API Reference#
This lists the detailed reference documentation for the tscompare Python API. The reference documentation aims to be concise, precise and exhaustive;
Summary#
|
Returns the array of "node spans", i.e., the j`th entry gives the total span over which node `j is in the tree sequence. |
|
Calculate the spans over which pairs of nodes in two tree sequences are ancestral to identical sets of samples. |
|
For each node in ts, return the age of a matched node from other. Node |
|
For two tree sequences ts and other, this method returns an object of type |
- tscompare.node_spans(ts, include_missing=False)[source]#
Returns the array of “node spans”, i.e., the j`th entry gives the total span over which node `j is in the tree sequence. Sample nodes that are isolated are “missing data”; inclusion of these spans are controlled by include_missing. (If include_missing is True then the span of each sample is always equal to the sequence length.)
- Parameters:
include_missing (bool) – Whether to include spans of nodes on which they have missing data.
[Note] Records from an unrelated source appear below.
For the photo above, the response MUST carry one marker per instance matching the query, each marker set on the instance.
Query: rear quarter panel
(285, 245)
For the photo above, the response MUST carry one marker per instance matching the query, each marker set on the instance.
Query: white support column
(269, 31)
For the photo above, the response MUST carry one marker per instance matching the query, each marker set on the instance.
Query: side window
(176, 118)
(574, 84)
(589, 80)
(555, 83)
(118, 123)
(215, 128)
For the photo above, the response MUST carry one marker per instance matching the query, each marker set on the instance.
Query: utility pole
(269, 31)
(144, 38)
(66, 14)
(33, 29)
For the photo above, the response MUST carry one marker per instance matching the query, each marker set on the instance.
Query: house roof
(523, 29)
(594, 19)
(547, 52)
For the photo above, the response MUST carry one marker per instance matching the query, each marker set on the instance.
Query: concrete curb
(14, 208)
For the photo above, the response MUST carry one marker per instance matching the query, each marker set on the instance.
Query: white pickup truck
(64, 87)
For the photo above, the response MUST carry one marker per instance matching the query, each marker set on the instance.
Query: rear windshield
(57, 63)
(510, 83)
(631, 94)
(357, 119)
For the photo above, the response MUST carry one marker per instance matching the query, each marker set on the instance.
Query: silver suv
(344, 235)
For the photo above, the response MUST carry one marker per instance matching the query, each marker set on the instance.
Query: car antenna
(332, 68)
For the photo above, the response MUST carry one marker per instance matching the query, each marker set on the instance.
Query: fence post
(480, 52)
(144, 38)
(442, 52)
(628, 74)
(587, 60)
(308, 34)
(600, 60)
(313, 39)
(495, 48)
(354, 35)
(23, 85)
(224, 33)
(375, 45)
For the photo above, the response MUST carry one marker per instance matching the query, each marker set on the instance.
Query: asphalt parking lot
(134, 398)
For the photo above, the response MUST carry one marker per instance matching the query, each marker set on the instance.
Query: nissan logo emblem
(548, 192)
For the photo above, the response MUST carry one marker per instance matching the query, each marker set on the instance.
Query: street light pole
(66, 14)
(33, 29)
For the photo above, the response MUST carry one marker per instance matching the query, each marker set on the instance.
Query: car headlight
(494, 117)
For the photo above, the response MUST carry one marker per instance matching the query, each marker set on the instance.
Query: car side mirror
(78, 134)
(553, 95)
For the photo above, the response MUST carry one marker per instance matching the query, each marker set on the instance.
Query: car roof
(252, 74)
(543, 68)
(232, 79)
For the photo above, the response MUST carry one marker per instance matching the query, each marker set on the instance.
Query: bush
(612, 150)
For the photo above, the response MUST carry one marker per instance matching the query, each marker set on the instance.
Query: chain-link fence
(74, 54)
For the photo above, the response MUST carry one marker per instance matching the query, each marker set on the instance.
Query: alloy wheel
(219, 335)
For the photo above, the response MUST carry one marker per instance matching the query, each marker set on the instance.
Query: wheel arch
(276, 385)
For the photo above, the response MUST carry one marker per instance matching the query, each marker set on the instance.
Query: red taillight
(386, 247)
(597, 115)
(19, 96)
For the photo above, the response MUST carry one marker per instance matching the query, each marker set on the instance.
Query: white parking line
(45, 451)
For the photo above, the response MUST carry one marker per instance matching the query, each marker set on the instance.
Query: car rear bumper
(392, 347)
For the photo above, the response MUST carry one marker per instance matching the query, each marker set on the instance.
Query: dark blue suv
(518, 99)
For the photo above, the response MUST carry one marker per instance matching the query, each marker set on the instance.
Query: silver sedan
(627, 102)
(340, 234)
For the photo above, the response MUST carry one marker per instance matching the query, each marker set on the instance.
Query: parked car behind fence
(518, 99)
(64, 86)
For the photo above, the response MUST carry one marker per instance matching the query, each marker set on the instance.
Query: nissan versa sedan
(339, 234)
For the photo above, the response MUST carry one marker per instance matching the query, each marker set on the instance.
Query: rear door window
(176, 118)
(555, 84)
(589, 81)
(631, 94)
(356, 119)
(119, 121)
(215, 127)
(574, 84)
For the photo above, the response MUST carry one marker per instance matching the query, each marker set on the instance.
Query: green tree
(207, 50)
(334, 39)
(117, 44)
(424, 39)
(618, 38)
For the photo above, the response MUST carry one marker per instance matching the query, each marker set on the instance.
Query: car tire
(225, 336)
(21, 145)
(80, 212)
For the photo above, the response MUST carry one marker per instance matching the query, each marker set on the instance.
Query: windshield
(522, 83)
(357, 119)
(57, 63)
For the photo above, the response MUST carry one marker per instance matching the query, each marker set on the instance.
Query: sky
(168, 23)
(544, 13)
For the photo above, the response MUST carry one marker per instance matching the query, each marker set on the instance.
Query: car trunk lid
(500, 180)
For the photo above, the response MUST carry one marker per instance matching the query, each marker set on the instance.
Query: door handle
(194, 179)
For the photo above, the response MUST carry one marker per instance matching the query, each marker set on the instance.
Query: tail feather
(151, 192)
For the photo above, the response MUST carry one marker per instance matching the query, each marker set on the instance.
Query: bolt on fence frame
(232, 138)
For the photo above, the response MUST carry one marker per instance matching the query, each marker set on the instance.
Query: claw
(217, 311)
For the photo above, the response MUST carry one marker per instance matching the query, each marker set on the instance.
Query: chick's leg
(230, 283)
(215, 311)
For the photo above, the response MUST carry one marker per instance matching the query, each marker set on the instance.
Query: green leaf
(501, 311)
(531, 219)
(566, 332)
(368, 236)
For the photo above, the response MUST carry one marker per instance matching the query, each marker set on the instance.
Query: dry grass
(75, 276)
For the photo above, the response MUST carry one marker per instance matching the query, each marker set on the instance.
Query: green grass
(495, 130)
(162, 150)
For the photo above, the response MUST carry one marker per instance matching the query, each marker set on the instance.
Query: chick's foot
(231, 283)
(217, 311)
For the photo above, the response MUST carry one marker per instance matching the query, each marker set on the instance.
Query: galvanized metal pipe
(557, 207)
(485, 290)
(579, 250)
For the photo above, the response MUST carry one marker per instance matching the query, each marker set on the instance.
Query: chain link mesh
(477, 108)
Calculate the spans over which pairs of nodes in two tree sequences are ancestral to identical sets of samples.
Returns a sparse matrix where rows correspond to nodes in ts and columns correspond to nodes in other, and whose value is the total amount of span over which the set of samples inheriting from the two nodes is identical.
The shared span of a sample node with itself includes spans over which it has missing data.
- Returns:
A sparse matrix of class scipy.sparse.csr_matrix.
- tscompare.match_node_ages(ts, other)[source]#
For each node in ts, return the age of a matched node from other. Node matching is accomplished as described in
haplotype_arf()
.Returns a tuple of three vectors of length ts.num_nodes, in this order: the age of the best matching node in other; the proportion of the node span in ts that is covered by the best match; and the node id of the best match in other.
- Returns:
A tuple of arrays of length ts.num_nodes containing (time of matching node, proportion overlap, and node ID of match).
- tscompare.haplotype_arf(ts, other, transform=None)[source]#
For two tree sequences ts and other, this method returns an object of type
ARFResult
. The values reported summarize the degree to which nodes in ts “match” corresponding nodes in other.To match nodes, for each node in ts, the best matching node(s) from other has the longest matching span using
shared_node_spans()
. If there are multiple matches with the same longest shared span for a single node, the best match is the match that is closest in time. This requires that the samples are the same in both tree sequences: in other words, if node i is a sample node in ts, then node i is also a sample node in other (and vice-versa).For each node in other we compute the inverse matched span as the maximum shared span amongst all nodes in ts for which that node is their best match.
Then,
ARFResult
contains:- (arf)
The fraction of the total span of ts over which each nodes’ descendant sample set does not match its’ best match’s descendant sample set (i.e., the total un-matched span divided by the total span of ts).
- (tpr)
The proportion of the span in other that is correctly represented in ts (i.e., the total inverse matching span divided by the total span of other).
- (matched_span)
The total “matching” and “inverse matching” spans between ts and other. The “matching span” is the total span of all nodes in ts over which each node is ancestral to the same set of samples as its best match in other. The “inverse matching span” is the total span of all nodes in other over which each node is ancestral to the same set of sample as its best match in ts.
- (total_span)
The total node spans of ts and other.
- (rmse)
The root mean squared difference between the transformed times of the nodes in ts and transformed times of their best matching nodes in other, with the average weighted by the nodes’ spans in ts.
The callable transform is used to transform times before computing root-mean-squared error (see
ARFResult
); the default is log(1 + t).- Parameters:
ts – The focal tree sequence.
other – The tree sequence we compare to.
transform – A callable that can take an array of times and return another array of numbers.
- Returns:
The three quantities above.
- Return type:
- class tscompare.ARFResult(arf, tpr, matched_span, total_span, rmse, transform)[source]#
The result of a call to tscompare.haplotype_arf(ts, other), returning metrics associated with the ARG Robinson-Foulds measures of similarity and dissimilarity. This contains:
- arf:
The ARG Robinson-Foulds relative dissimilarity: the proportion of the total span of ts that is not represented in other. This is: 1 - matched_span[0] / total_span[0]
- tpr:
The “true proportion represented”: the proportion of the total span of other that is represented in ts. This is: matched_span[1] / total_span[1]
- matched_span:
The total matched node spans between ts and other, in order (match, inverse_match), where match is the total span of ts that is represented in other, and inverse_match is the total span of other that is represented in ts.
- total_span:
The total of all node spans of the two tree sequences, in order (ts, other).
- rmse:
The root-mean-squared error between the transformed times of the nodes in ts and the transformed times of their best-matching nodes in other, with the average taken weighting by span in ts.
- transform:
The transformation function used to transform times for computing rmse.